The strict proposal would make Russia the first country to implement such a strategy to stub out smoking.
"This goal is absolutely ideologically correct," said Mr Nikolai Gerasimenko, a member of the Russian parliament's health committee, according to a report by The Times on Tuesday (Jan 10).
However, he added that he was unsure if such a ban could be enforced.
Russian President Vladimir Putin is known to be a non-smoker and a fitness advocate.
The Times quoted Kremlin spokesman Dmitri Peskov as saying that the proposed ban would "require serious discussion" and consultation with other ministries.

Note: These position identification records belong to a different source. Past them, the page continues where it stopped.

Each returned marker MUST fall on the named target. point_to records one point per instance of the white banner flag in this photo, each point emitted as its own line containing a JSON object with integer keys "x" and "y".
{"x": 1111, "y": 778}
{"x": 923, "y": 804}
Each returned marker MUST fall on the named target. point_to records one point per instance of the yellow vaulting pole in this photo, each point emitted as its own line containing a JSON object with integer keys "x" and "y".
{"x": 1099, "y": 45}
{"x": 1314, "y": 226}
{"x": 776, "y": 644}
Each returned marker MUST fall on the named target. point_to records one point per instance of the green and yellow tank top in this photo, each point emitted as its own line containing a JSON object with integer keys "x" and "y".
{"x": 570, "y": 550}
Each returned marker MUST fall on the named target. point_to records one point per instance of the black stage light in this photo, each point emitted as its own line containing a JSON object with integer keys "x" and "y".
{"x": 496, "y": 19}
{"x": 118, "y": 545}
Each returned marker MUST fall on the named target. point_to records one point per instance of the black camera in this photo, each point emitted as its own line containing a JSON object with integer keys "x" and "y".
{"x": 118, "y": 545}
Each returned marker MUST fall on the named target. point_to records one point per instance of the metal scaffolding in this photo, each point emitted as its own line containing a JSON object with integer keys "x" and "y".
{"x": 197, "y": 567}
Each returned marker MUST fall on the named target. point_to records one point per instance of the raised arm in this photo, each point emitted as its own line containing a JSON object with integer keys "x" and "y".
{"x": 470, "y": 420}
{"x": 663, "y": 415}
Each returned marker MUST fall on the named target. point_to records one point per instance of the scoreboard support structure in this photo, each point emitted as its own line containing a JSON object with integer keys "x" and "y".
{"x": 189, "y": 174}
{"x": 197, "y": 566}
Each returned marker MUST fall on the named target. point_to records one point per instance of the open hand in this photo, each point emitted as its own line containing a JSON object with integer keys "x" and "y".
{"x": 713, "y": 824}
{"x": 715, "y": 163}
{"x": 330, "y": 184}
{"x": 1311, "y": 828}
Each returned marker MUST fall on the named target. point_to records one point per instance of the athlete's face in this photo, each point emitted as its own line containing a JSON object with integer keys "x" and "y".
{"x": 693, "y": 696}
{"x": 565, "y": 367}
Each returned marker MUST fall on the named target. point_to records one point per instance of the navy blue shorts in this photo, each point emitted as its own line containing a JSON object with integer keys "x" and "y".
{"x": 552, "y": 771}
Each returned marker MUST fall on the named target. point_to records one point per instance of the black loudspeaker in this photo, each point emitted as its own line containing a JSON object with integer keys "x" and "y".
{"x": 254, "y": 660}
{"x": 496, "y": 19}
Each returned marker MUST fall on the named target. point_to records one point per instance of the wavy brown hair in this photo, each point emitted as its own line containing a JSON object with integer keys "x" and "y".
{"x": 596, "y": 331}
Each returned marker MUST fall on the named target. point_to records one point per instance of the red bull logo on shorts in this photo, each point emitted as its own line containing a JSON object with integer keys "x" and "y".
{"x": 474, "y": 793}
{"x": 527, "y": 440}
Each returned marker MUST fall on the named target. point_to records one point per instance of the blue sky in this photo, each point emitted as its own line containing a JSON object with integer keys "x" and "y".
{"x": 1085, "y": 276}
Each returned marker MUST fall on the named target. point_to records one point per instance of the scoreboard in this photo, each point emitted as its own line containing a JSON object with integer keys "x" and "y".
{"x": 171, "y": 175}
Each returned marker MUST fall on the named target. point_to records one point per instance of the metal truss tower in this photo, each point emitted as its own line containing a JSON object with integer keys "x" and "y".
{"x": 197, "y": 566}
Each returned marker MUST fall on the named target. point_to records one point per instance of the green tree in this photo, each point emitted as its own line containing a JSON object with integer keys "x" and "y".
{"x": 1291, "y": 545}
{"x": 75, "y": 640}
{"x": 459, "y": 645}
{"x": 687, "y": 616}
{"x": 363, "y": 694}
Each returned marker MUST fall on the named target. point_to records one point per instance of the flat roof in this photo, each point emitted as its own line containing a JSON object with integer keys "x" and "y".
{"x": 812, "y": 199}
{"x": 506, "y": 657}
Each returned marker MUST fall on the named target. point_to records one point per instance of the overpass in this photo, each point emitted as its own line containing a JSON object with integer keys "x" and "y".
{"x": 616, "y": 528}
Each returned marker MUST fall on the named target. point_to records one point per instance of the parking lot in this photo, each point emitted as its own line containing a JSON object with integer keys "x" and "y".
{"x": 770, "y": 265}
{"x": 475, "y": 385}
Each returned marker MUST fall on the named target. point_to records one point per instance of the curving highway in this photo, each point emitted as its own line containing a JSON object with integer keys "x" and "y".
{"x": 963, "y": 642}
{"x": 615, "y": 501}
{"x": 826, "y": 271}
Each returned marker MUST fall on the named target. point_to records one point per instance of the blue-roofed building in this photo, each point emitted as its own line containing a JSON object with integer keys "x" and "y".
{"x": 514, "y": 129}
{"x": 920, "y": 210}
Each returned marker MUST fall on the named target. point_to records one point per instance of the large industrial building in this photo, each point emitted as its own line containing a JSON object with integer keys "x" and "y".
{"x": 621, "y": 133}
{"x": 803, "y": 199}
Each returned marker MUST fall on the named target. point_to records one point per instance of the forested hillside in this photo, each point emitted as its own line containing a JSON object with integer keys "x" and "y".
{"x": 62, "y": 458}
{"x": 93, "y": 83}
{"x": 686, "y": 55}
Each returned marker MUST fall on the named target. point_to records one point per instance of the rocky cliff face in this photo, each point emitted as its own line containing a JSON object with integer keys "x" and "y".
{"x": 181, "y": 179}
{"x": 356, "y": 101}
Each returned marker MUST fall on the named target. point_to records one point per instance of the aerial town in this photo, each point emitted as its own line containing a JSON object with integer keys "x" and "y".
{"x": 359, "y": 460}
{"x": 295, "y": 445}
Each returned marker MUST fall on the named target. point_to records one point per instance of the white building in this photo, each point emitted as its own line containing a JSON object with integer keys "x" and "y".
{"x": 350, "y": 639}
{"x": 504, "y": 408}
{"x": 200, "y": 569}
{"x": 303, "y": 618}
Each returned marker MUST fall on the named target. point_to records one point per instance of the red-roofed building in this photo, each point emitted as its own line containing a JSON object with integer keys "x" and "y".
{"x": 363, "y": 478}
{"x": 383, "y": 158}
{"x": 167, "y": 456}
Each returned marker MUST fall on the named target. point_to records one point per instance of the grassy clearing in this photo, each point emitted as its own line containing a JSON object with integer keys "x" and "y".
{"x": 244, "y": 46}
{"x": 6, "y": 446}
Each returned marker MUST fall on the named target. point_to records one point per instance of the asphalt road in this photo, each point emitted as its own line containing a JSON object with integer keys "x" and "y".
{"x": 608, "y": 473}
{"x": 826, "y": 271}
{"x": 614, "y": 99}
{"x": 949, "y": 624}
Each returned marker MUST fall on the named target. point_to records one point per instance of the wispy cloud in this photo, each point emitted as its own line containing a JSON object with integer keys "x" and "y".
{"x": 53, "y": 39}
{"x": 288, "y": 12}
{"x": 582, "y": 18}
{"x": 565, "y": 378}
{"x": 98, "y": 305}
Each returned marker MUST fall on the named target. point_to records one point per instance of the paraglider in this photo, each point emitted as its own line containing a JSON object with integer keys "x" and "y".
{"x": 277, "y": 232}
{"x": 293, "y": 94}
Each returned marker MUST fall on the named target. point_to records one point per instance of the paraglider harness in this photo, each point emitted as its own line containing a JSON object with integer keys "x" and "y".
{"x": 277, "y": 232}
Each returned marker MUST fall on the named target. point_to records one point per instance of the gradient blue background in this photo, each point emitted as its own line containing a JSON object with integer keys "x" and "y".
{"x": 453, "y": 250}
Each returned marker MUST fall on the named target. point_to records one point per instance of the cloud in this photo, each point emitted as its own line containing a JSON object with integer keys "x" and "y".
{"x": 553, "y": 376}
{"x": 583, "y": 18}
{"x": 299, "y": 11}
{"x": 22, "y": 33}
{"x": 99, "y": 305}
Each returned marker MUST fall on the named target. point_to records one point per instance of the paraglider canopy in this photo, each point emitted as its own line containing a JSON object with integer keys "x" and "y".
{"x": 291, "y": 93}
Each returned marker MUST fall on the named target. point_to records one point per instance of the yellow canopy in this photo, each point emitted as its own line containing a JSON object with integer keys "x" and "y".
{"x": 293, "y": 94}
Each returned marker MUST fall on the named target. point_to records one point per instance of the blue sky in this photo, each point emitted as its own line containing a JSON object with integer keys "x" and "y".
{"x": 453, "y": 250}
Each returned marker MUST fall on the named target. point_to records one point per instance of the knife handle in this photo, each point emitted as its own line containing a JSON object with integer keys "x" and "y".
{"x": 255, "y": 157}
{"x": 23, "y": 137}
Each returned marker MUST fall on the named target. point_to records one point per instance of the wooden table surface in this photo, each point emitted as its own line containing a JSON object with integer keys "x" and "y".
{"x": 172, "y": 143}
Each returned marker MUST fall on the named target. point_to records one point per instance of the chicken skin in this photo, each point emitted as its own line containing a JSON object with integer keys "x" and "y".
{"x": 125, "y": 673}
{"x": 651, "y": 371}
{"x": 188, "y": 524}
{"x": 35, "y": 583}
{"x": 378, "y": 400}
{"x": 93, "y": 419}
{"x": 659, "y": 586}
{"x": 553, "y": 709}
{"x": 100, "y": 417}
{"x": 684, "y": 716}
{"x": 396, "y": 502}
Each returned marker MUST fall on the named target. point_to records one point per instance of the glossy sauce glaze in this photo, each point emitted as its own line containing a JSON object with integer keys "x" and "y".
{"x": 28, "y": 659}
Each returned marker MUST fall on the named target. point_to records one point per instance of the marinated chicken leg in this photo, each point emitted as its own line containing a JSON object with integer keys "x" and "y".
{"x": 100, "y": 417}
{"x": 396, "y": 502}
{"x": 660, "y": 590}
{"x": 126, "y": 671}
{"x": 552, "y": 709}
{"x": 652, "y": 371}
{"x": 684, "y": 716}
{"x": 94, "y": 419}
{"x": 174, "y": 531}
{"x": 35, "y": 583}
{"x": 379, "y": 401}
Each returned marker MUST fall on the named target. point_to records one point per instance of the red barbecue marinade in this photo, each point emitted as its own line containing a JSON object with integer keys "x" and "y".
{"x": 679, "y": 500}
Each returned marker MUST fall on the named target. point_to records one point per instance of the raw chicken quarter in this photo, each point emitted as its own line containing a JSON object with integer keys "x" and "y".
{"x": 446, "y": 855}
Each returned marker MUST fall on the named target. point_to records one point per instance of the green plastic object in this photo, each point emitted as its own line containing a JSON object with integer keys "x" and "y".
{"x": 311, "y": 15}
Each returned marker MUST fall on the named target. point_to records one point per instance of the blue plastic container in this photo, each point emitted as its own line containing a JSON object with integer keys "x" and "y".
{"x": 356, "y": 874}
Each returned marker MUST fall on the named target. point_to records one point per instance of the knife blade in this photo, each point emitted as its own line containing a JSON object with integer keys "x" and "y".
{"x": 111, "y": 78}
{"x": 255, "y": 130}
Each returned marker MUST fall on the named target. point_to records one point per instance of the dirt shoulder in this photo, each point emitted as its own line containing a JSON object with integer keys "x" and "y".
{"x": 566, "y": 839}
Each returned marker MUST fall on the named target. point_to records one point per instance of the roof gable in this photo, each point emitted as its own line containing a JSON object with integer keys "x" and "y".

Russia has one of the highest smoking rates in the world, the BBC said in a report on Wednesday (Jan 11).
Nearly 400,000 Russians die of smoking-related diseases yearly, but Russia's Tass news agency has said the number of smokers in the country's population has fallen from 41 per cent to 31 per cent in the past decade, reported The Daily Mail on Tuesday.
Russia has been relatively slow on the uptake of anti-smoking legislation, introducing public restrictions only in 2013, The Independent said in a report on Tuesday.
Places where smoking is illegal in Russia include airports, buses and commuter trains, workplaces and housing block stairwells, said the BBC.